В десять вечера, примерно в час убийства, после четырёх суток борьбы, Столыпин скончался.
Доктор Афанасьев, дежуривший около него четыре ночи, делился: приходилось наблюдать обречённых на смерть многих людей, выдающихся по интеллекту и способностям, — и обыкновенно все они цепко хватались за жизнь, обнаруживали растерянность, слабость духа, молили о спасении, ловили надежду во взгляде врача. А от этого обречённого — не было мольбы, но редкостное спокойное самообладание.

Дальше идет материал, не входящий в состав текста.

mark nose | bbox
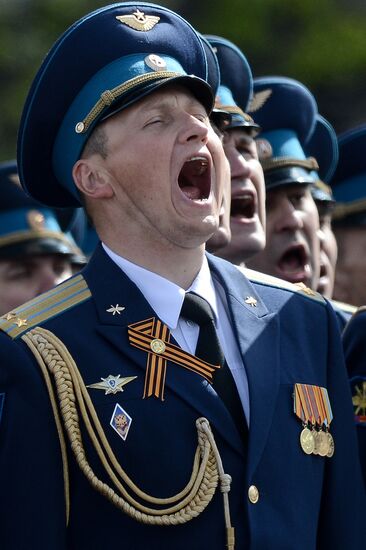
[179,113,208,144]
[275,197,304,232]
[224,146,252,180]
[38,264,61,294]
[316,229,326,250]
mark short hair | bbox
[81,124,108,159]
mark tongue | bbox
[181,185,201,201]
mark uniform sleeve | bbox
[318,304,366,550]
[343,311,366,488]
[0,333,66,550]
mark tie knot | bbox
[181,292,214,327]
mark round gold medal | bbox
[327,432,334,458]
[300,428,315,455]
[316,431,329,456]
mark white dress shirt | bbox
[102,243,249,426]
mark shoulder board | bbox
[0,275,91,339]
[330,300,358,314]
[237,266,325,303]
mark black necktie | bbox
[181,292,248,441]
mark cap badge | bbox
[110,403,132,441]
[87,374,137,395]
[255,138,273,160]
[144,53,166,71]
[106,304,126,317]
[247,88,272,113]
[27,210,45,231]
[116,10,160,32]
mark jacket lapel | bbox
[208,256,280,479]
[83,246,245,455]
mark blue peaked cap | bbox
[0,160,85,264]
[305,115,339,203]
[18,2,213,206]
[206,35,259,133]
[330,125,366,225]
[250,76,318,189]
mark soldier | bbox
[247,77,320,294]
[206,36,265,266]
[305,115,338,299]
[0,161,85,315]
[331,126,366,306]
[0,2,365,550]
[343,306,366,486]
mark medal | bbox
[300,427,315,455]
[294,384,334,458]
[314,430,329,456]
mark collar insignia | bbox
[14,317,28,328]
[244,296,258,307]
[27,210,45,231]
[87,374,137,395]
[116,10,160,32]
[106,304,126,316]
[5,311,17,321]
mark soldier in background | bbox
[247,77,320,289]
[206,35,265,266]
[331,126,366,306]
[0,161,85,315]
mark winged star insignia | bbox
[116,10,160,32]
[352,380,366,420]
[106,304,126,315]
[87,374,137,395]
[247,88,272,113]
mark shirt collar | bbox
[102,243,217,330]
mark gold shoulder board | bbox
[0,275,91,339]
[237,266,325,303]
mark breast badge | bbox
[110,403,132,441]
[294,384,334,458]
[86,374,137,395]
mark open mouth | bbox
[277,244,310,282]
[230,190,256,221]
[178,156,211,201]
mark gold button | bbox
[75,122,85,134]
[248,485,259,504]
[150,338,165,353]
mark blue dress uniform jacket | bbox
[343,306,366,487]
[0,247,365,550]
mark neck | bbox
[100,229,205,289]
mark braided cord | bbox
[22,327,234,550]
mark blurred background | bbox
[0,0,366,161]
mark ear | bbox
[72,158,114,199]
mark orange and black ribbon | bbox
[294,384,333,428]
[128,317,220,401]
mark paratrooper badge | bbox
[116,10,160,32]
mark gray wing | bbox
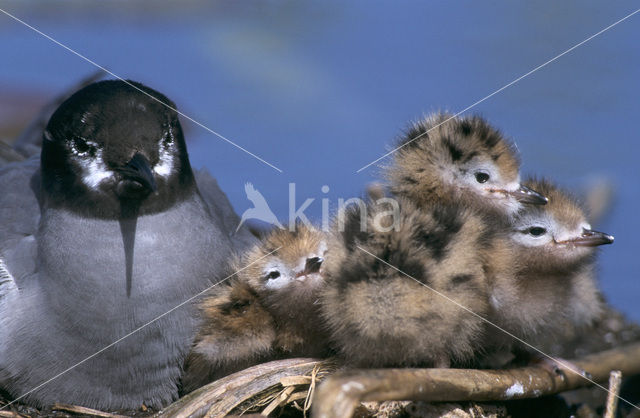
[0,157,40,290]
[194,170,258,251]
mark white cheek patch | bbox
[262,262,291,290]
[78,149,113,189]
[504,176,520,192]
[556,223,591,241]
[318,241,329,257]
[295,255,314,272]
[153,132,176,177]
[153,145,173,177]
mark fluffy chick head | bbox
[386,113,545,216]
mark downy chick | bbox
[487,180,613,360]
[386,113,546,218]
[321,199,489,367]
[183,224,327,391]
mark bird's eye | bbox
[475,171,489,183]
[162,128,173,145]
[71,136,97,157]
[527,226,547,237]
[162,123,173,146]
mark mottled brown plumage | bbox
[487,180,613,360]
[385,113,544,217]
[322,199,491,367]
[183,224,327,392]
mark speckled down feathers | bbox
[322,199,488,367]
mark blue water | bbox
[0,1,640,319]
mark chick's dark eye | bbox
[162,130,173,145]
[527,226,547,237]
[475,171,489,183]
[71,137,96,157]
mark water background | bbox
[0,0,640,320]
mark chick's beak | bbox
[303,257,324,275]
[506,186,549,205]
[118,152,158,193]
[564,229,613,247]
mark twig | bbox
[312,343,640,418]
[158,358,334,418]
[260,386,296,417]
[603,370,622,418]
[51,403,126,418]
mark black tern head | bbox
[41,80,194,218]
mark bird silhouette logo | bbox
[236,183,284,232]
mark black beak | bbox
[506,186,549,205]
[565,229,613,247]
[118,152,158,193]
[303,257,324,274]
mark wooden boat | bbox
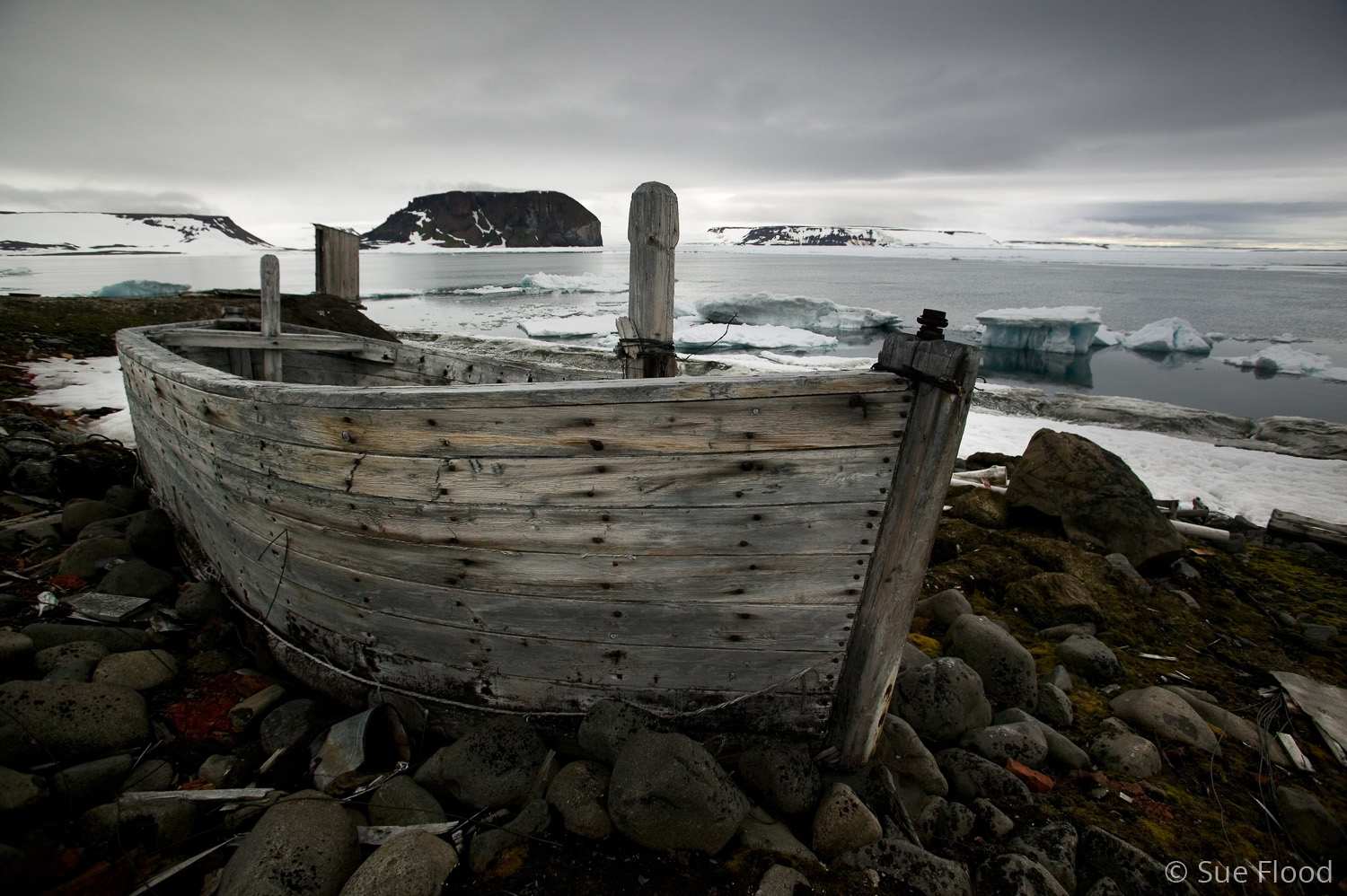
[118,192,977,764]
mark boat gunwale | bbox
[116,321,912,409]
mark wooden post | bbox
[314,224,360,304]
[627,180,679,379]
[829,333,978,768]
[261,255,280,382]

Столыпин встречал смерть как равный. Владетельно переходил из одного вида жизни в другой.
*****
ЧЕРЕЗ КОГО МIР СВЕТ УВИДЕЛ —
ТОГО И ОБИДЕЛ
*****
70
Объявление о смерти хотели задержать до утра, но это оказалось невозможно из-за паники, охватившей евреев Киева (слух просочился неудержимо), а тотчас и Одессы. Начались отъезды из города. Представители кинулись к властям — молить о защите евреев.

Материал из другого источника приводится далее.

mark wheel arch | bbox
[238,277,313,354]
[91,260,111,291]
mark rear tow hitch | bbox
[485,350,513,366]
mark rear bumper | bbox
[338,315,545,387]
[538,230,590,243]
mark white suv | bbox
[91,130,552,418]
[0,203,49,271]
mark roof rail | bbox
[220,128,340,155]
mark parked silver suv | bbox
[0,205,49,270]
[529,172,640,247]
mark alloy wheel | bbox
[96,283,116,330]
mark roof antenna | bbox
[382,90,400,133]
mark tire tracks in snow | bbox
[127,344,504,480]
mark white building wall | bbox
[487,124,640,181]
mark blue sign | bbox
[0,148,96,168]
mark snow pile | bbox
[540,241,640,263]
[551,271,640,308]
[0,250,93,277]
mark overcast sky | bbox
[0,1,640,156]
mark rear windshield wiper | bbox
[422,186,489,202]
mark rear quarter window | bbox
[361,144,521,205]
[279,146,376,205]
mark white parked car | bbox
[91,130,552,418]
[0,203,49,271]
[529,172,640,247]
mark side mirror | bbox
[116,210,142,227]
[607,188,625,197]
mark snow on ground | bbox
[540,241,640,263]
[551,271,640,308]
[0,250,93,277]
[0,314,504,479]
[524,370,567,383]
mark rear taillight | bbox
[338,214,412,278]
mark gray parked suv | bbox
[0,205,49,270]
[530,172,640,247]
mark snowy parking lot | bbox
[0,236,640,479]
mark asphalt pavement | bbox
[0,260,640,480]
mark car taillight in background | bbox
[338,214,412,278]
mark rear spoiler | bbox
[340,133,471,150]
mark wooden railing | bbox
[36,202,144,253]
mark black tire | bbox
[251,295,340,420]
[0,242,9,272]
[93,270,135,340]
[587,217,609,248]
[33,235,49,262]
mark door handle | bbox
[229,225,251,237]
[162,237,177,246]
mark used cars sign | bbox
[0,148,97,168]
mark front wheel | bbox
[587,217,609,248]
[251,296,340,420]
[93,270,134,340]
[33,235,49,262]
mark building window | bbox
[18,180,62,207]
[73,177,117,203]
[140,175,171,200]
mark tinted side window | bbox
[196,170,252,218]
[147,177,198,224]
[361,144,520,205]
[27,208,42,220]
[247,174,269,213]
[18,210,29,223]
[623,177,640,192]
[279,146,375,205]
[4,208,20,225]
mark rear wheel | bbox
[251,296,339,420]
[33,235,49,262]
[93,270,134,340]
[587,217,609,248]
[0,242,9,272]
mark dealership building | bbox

Защита была обещана — и дана. Внимание властей сосредоточилось на том, чтобы не допустить погрома. (Расчёт Богрова оказался верен). Патриотические манифестации на улицах на всякий случай разгонялись полицией. Производились аресты лиц, заподозренных в подготовке погрома. В Киев стянули до 30 тысяч войск, ещё не разошедшихся после парадов, разместили близ еврейских кварталов. Исполняющий обязанности председателя совета министров Коковцов разослал и опубликовал строгий циркуляр принять самые решительные меры для охраны евреев. Генерал-губернатор объявил повеление Государя, уезжающего из Киева: “Воспрещается толпе, обществам и отдельным лицам проявление своеволия, могущего вызвать беспорядок”. Союз Михаила Архангела выпустил воззвание к своим членам соблюдать на улицах самый строгий порядок. В городской думе лидер правых сделал заявление, что всякое выступление против кого-либо противоречит совести и смыслу политики Столыпина, борца за порядок и законность. “Как духовный пульс населения Киева мы должны сделать всё, чтобы внести успокоение”. Правые решили не допускать далее манифестаций, чтобы не дать толчка для общественных беспорядков. (Киевские же правые спохватились перед самой смертью Столыпина, что лечебница Маковского, где он лежал, не получила от полиции никакой охраны: начни Столыпин выздоравливать и найдись у Богрова единомышленник — ничего не стоило бы прийти в лечебницу и всадить добавочные пули).